Jack Halberstam, Professor of English and American Studies and Ethnicity, and Director of the Center for Feminist Research, University of Southern California

Jack Halberstam works in the areas of popular, visual, and queer culture with an emphasis on subcultures. His publications include: Skin Shows: Gothic Horror and the Technology of Monsters (U Minnesota, 1995), In a Queer Time and Place: Transgender Bodies, Subcultural Lives (NYU, 2005), The Queer Art of Failure (Duke UP, 2011), Gaga Feminism: Sex, Gender, and the End of Normal (2012), among others.  In Female Masculinity (Duke UP, 1998), Halberstam argued that female masculinities are forms of social identity and cultural practice whose performances demonstrate the constructedness of masculinity, and which destabilize the relation of masculinity to male embodiment. Halberstam coauthored with Del LaGrace Volcano a photo/essay book, The Drag King Book (1999), with Ira Livingston, an anthology, Posthuman Bodies (1995), and with David Eng and José Esteban Muñoz, a special issue of Social Text, titled What’s Queer about Queer Studies Now? (Duke UP, 2005). 
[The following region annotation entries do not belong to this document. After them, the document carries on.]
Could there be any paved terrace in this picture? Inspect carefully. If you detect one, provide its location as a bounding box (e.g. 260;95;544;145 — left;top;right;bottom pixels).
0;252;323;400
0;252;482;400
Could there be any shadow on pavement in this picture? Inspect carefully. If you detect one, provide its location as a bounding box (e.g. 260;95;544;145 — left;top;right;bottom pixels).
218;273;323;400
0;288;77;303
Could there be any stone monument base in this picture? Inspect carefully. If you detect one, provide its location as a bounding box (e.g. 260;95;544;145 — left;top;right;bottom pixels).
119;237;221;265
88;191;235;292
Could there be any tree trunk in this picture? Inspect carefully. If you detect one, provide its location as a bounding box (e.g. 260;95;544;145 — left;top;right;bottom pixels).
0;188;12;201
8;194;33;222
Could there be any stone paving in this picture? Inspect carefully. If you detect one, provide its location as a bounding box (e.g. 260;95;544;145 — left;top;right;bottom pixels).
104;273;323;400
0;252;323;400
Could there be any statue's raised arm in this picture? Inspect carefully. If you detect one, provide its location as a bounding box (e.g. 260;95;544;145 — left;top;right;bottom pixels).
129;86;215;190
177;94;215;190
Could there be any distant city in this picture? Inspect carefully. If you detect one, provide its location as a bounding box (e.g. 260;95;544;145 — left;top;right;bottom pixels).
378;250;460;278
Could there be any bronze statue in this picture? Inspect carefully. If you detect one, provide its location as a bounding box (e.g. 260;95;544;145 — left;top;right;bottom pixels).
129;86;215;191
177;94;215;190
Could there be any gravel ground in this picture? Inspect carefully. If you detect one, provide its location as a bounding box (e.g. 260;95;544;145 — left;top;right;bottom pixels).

Moderator: Lisa Lowe, Professor of English and American Studies, Tufts University

Lisa Lowe works in the fields of comparative literature, American Studies, Asian American Studies and the cultural politics of colonialism and migration.  She has authored books on orientalism, immigration and globalization. Her current work, The Intimacies of Four Continents, is a study of settler colonialism, transatlantic African slavery, and the East Indies and China trades, as the conditions for modern liberalism, forthcoming from Duke University Press in 2015. 



 About Feminisms Unbound

This Consortium for Graduate Studies in Gender, Culture, Women, and Sexuality (GCWS) initiative, Feminisms Unbound, is an annual event series featuring debates that focus on feminist concerns, theories, and practices in this contemporary moment.  This series is intended to foster conversations and community among Boston-area feminist intellectuals and activists. The series, in its open configuration, endeavors to allow the greatest measure of engagement across multiple disciplinary trajectories, and a full array of feminist investments.  

The event organizers, GCWS affiliated faculty Kimberly Juanita Brown, Visiting Scholar in Gender Studies, Pembroke Center, Brown University, Lisa Lowe, Professor of English and American Studies, Tufts University, and Jyoti Puri, Professor of Sociology, Simmons College, have programmed four topic-based discussions in this series.